Siempre respondí que me sentía bien, incluso cuando no era así.

     Gracias a la medicación, el dolor en mi cuerpo fue menguando poco a poco hasta que sólo era perceptible cuando hacía demasiados esfuerzos para moverme. El tercer día pude levantarme de la cama y logré mantenerme en pie para dar un paseo por la habitación. Al verme caminar, mi madre aplaudió emocionada como si fueran mis primeros pasos en la vida. Nunca la detesté más que en ese momento.      

     Durante la revisión nocturna del tercer día luego de despertar, le ordené al doctor Albino que no permitiera a mis padres entrar en mi habitación sin antes pedir mi autorización, pues no aportaban nada positivo a mi recuperación.
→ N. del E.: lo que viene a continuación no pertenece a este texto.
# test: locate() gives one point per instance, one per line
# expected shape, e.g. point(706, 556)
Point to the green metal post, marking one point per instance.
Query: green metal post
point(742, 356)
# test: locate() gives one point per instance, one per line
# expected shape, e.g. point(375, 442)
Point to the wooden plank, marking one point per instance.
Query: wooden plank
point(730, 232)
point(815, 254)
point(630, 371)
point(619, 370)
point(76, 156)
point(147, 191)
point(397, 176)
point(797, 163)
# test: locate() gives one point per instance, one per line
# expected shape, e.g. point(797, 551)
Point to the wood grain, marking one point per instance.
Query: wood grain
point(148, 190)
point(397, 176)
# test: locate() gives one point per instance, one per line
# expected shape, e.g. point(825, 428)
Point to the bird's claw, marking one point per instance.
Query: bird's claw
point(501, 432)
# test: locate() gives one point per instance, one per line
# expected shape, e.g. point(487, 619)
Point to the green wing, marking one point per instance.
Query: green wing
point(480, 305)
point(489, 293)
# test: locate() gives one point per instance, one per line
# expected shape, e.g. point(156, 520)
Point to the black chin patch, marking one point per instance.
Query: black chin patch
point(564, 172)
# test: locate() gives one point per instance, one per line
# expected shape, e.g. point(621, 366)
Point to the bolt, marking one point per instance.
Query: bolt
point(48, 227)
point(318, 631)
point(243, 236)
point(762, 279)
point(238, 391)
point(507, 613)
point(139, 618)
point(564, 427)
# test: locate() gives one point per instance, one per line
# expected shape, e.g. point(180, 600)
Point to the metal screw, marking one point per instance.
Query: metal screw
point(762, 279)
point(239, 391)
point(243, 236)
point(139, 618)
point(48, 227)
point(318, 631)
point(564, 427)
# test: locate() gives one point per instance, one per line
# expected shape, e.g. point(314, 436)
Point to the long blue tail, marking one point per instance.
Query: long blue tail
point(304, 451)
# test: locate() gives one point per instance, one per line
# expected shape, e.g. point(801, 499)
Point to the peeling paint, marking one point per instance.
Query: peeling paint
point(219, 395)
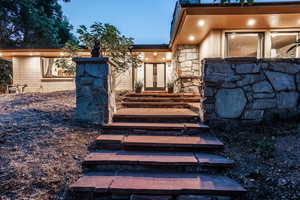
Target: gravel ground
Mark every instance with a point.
(41, 148)
(267, 159)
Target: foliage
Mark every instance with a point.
(242, 2)
(170, 85)
(138, 85)
(5, 75)
(265, 147)
(33, 24)
(112, 44)
(67, 65)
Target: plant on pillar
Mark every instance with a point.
(106, 40)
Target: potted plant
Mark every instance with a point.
(138, 86)
(170, 87)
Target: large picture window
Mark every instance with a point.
(58, 68)
(244, 45)
(282, 42)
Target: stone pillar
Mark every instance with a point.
(93, 90)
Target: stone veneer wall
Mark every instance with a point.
(187, 69)
(95, 101)
(249, 90)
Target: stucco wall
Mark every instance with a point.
(27, 70)
(249, 89)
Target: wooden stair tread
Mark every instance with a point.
(185, 142)
(157, 183)
(156, 125)
(174, 141)
(156, 158)
(138, 157)
(161, 99)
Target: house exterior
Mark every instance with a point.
(198, 31)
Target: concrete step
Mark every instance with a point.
(143, 160)
(128, 183)
(162, 99)
(155, 128)
(156, 143)
(155, 105)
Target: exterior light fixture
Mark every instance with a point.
(191, 38)
(232, 36)
(169, 56)
(201, 23)
(251, 22)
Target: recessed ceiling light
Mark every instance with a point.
(201, 23)
(251, 22)
(191, 38)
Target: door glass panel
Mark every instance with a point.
(161, 75)
(244, 45)
(281, 43)
(149, 75)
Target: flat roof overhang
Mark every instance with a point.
(151, 48)
(10, 53)
(266, 15)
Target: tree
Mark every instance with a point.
(106, 40)
(33, 24)
(5, 74)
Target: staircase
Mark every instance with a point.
(156, 149)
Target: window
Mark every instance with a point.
(58, 67)
(244, 45)
(281, 43)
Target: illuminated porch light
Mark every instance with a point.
(169, 56)
(233, 35)
(191, 38)
(201, 23)
(251, 22)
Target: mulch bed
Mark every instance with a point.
(41, 147)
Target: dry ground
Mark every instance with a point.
(41, 150)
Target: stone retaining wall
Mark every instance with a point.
(95, 101)
(249, 89)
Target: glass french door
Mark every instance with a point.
(155, 76)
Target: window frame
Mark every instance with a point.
(261, 37)
(53, 77)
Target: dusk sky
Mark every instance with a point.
(148, 21)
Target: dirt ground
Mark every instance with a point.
(41, 150)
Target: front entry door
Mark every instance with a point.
(155, 76)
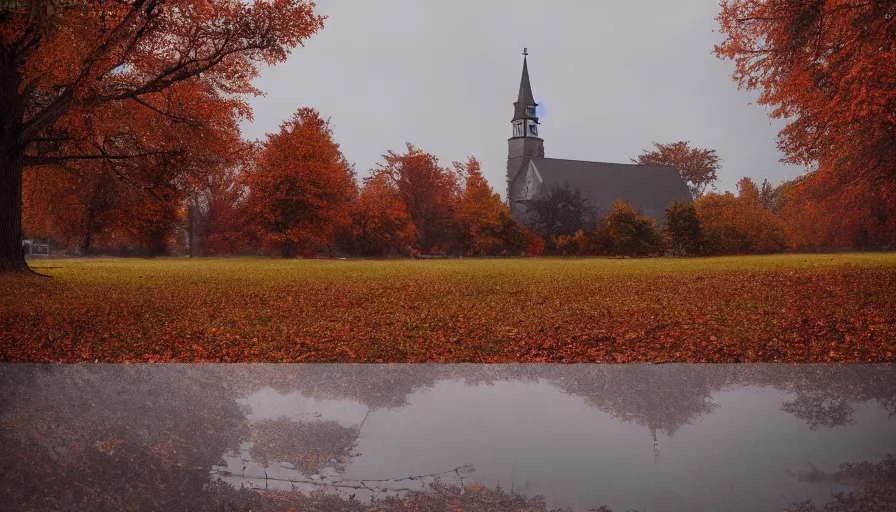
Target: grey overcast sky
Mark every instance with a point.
(612, 76)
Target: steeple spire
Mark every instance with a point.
(524, 98)
(525, 122)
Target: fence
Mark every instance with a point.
(33, 248)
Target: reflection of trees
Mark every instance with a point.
(876, 485)
(662, 398)
(308, 445)
(112, 437)
(827, 395)
(138, 437)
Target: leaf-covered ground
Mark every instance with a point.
(760, 308)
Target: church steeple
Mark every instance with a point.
(524, 145)
(525, 122)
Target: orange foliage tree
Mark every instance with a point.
(828, 67)
(832, 212)
(623, 231)
(71, 73)
(432, 194)
(485, 224)
(300, 193)
(698, 167)
(134, 201)
(739, 224)
(380, 220)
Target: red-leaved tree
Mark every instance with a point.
(72, 72)
(698, 167)
(827, 67)
(299, 195)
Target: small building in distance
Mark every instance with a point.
(649, 189)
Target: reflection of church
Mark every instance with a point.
(529, 174)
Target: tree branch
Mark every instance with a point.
(53, 160)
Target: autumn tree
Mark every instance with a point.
(561, 211)
(300, 193)
(485, 225)
(827, 67)
(62, 63)
(836, 212)
(682, 231)
(698, 167)
(739, 224)
(380, 220)
(430, 192)
(624, 231)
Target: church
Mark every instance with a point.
(649, 189)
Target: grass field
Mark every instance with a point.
(761, 308)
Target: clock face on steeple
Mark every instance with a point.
(532, 128)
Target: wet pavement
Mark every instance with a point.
(651, 438)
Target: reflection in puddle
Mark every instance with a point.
(661, 443)
(634, 437)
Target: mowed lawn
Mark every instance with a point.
(759, 308)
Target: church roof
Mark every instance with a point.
(649, 188)
(524, 98)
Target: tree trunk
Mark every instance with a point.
(289, 250)
(88, 236)
(191, 230)
(12, 255)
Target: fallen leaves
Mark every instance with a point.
(775, 308)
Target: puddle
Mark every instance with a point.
(637, 437)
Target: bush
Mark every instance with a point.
(625, 232)
(732, 225)
(682, 230)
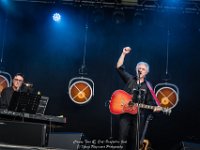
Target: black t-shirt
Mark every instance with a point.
(6, 96)
(132, 87)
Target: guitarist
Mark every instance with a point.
(128, 122)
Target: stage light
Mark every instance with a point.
(81, 90)
(118, 17)
(167, 94)
(57, 17)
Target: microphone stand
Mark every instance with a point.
(138, 114)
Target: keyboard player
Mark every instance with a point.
(7, 92)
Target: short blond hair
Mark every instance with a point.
(142, 63)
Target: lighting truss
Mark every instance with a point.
(185, 5)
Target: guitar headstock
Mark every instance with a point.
(166, 111)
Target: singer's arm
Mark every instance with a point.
(120, 61)
(120, 65)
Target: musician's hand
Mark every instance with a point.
(157, 109)
(126, 50)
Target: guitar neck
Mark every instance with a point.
(146, 106)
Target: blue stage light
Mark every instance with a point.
(57, 17)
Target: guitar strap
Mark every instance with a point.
(152, 93)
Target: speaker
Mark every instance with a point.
(22, 133)
(65, 140)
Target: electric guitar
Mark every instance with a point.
(144, 143)
(121, 102)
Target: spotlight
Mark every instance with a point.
(98, 15)
(81, 90)
(118, 17)
(56, 17)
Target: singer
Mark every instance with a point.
(7, 93)
(136, 86)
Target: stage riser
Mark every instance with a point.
(64, 140)
(21, 133)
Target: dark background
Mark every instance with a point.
(50, 55)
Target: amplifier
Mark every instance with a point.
(22, 133)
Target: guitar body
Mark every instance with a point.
(120, 103)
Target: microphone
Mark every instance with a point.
(139, 72)
(28, 84)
Mi padre reclamó ofendido mi decisión, pero me mantuve firme y no volvieron a visitarme. Ni siquiera Renata y Emily volvieron. No las eché de menos, pues estando solo me sentía bastante tranquilo.      

     En cuanto a mis manos, hacía todo lo posible para no moverlas más de lo necesario.      

     Al parecer, las puntadas iban cicatrizando pues al doctor Albino ya no le alarmaba tanto que flexionara mis muñecas. Cerrar los puños me costaba tanto trabajo que siempre tuve la impresión de que se romperían en mil pedazos. El doctor insistía en que necesitaba tomar una terapia especial para recuperar la movilidad de mis dedos. Lo escuchaba, aunque en mi subconsciente solamente pensaba que ese sujeto era un imbécil. ¿Cómo podía una simple terapia reparar un daño irreversible?      

     El cuarto día llegó una enfermera con un paquete que habían dejado mis padres en la recepción del hospital. Era una caja de cartón que contenía unos cuantos libros que, según una nota escrita por mi madre, harían mi estancia más acogedora y menos aburrida. Dejé la caja debajo de la cama sin siquiera fijarme en los títulos.      

     Pasaba los días enteros recostado en cama y comiendo las porquerías insípidas que servían para los pacientes. Me apegué a una nueva rutina, sólo que esa nueva rutina tenía un tiempo límite. Así que cada día que pasaba era una ganancia para mí, pues la libertad estaba cada vez más cerca. Fue hasta el quinto día, cuando recién habían iniciado las horas de visita, que recibí una visita al menos tolerable. Alguien llamó a la puerta de mi habitación y yo entorné los ojos imaginando que era el doctor Albino o una enfermera. Pero al ver a la persona que había entrado, sentí un ligero alivio.       Emilio Osorio estaba ahí, en el umbral de la puerta. Llevaba un collarín en el cuello, pero, por lo demás, estaba ileso. Vestía con ropas oscuras y su cabello pelinegro iba peinado con una coleta desaliñada.      

Creí que definitivamente se veía mucho mejor que yo, que tenía el cuerpo lleno de golpes y vendajes.      

     Emilio se acercó a mí y me besó las mejillas con efusividad. Típico en el. Le fascinaban las demostraciones de afecto.      

—¡Dios, Joaco, ya quería verte! —Exclamó—. ¡He estado muy preocupado por ti! ¡No te imaginas cuánto!      

     No podía quejarme del molesto ruido que hacía su voz, pues lo cierto era que me alegraba un poco de verlo. Emilio no era tan molesto y tan irritante como mi familia. Con el podía ser yo mismo sin temor a ser juzgado. Es por eso que incluso podría decir que lo consideraba un buen amigo.